The event is coordinated by the SPICE program. Participation is 100% free for presenters and attendees.
Meet a Scientist Day
When: January or February
Where: The Science Factory
Contact: Nick Spicher
What: A variety of different groups gather to present science demonstrations to families, visitors and kids! Very fun, very high energy. Kids tend to range from ages 3 – 14, along with parents and community members. Past activities with UO groups have included:
- Light spectra viewing
- Infrared camera and ice fun
- Total internal refraction with a tank of water
- Astronomy and space presentation/pictures
- Make your own circuits
- Try out a Transmission Electron Microscope
- Liquid nitrogen and balloons
Commitment level: 4 hours
Where: Willamette Hall Atrium
Contact: Brandy Todd
What: A science fair for local students, complete with fun demos, judging and prizes! Students plan, execute and write up projects in February though April and present in early May. Volunteers are needed for the following positions:
- Set-up, around 5pm (3-5) – May 8th
- Registration table/pop-corn queen or king (3)

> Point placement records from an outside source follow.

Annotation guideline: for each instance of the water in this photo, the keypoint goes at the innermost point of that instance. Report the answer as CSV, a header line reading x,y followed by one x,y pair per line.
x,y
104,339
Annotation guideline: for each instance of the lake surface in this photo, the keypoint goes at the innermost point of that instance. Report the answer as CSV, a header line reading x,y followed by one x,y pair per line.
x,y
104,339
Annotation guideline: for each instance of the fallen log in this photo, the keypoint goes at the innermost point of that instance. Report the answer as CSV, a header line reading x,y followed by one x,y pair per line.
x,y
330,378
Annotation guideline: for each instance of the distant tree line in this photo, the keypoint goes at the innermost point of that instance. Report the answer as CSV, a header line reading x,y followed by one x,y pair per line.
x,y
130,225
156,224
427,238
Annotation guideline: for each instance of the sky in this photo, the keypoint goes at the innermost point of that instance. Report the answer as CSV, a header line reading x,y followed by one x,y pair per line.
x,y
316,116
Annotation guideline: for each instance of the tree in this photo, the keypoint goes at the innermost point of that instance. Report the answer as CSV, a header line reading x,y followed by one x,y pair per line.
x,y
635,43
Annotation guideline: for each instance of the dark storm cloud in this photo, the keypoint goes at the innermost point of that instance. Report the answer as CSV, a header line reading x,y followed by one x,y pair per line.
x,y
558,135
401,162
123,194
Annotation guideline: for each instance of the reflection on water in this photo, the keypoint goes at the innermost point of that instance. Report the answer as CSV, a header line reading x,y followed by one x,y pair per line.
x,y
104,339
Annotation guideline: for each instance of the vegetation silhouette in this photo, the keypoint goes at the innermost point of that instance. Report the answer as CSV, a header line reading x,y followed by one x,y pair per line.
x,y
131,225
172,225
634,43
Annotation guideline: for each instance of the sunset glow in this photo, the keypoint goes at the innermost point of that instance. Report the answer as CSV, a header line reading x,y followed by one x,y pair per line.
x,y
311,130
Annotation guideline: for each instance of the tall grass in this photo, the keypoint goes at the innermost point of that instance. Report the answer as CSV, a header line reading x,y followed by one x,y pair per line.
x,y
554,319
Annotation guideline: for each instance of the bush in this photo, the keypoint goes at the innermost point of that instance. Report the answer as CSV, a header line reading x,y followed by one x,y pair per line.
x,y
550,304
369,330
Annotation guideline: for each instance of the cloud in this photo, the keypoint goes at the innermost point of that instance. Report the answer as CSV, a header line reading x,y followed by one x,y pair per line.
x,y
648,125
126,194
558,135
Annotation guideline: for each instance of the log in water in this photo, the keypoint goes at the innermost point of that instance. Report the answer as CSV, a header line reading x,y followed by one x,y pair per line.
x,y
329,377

- Flubber-making table (3+)
- Egg Drop table (3)
- Lazer Maze (2-3)
- Dry Ice Bubbles (2-3)
- Floater volunteers (Unlimited!)
- Judges (8-10)
Commitment level: varies, < 1 day
Summer Program to Inspire Creativity and Excellence (SPICE) girls summer camp
When: Mid-June through July
Where: UO, Willamette Hall
Contact: Cori Brant
What: SPICE is a two week summer science program for middle school aged girls. The mission of SPICE is to collaborate in creating a learning environment where girls can thrive in science, technology, engineering, and mathematics (STEM). This broad goal is achieved by enhancing the science experiences through a set of proven intervention strategies, including mentoring, early hands on research experience, role models and access to information and equipment they may other wise not have access to.
SPICE looks for volunteers in:
- Leading activities
- Developing curriculum
- Helping the lead Instructors
- Preparing for camp
Volunteer shifts can run anywhere from an hour to all day depending on your schedule!
SPICE camp offers Discovery Camp for 6th grade, Forensic Science Camp for 7th grade and Engineering Camp for the 8th graders. For more information about the camps please visit the SPICE website.
Pine Mountain Observatory
When: Summer months, May through September
Where: Pine Mountain Observatory, ~30 miles east of Bend on highway 20
Contact: Pine Mountain Observatory and Scott Fisher
What: Pine Mountain Observatory is a research and public outreach facility in Eastern Oregon operated by the Department of Physics at the University of Oregon that is home to 4 domes: a recently restored 15″ and a 24″, both used for star parties, and two research-only telescopes. During summer months, the Observatory opens to the public on weekends for short talks on astronomy and space science and star parties, as well as for several astronomy-related camps and research events. University students with an interest in astronomy are very welcome to volunteer as sky guides at weekend star parties. Sky guides operate 10″ Dobsonians and introduce the public to the night sky. A familiarity with the night sky, its main attractions and general knowledge of astronomical concepts is preferred, and training is also available.
Two of our header images for this site were taken at Pine Mountain by UO student Charity Woodrum!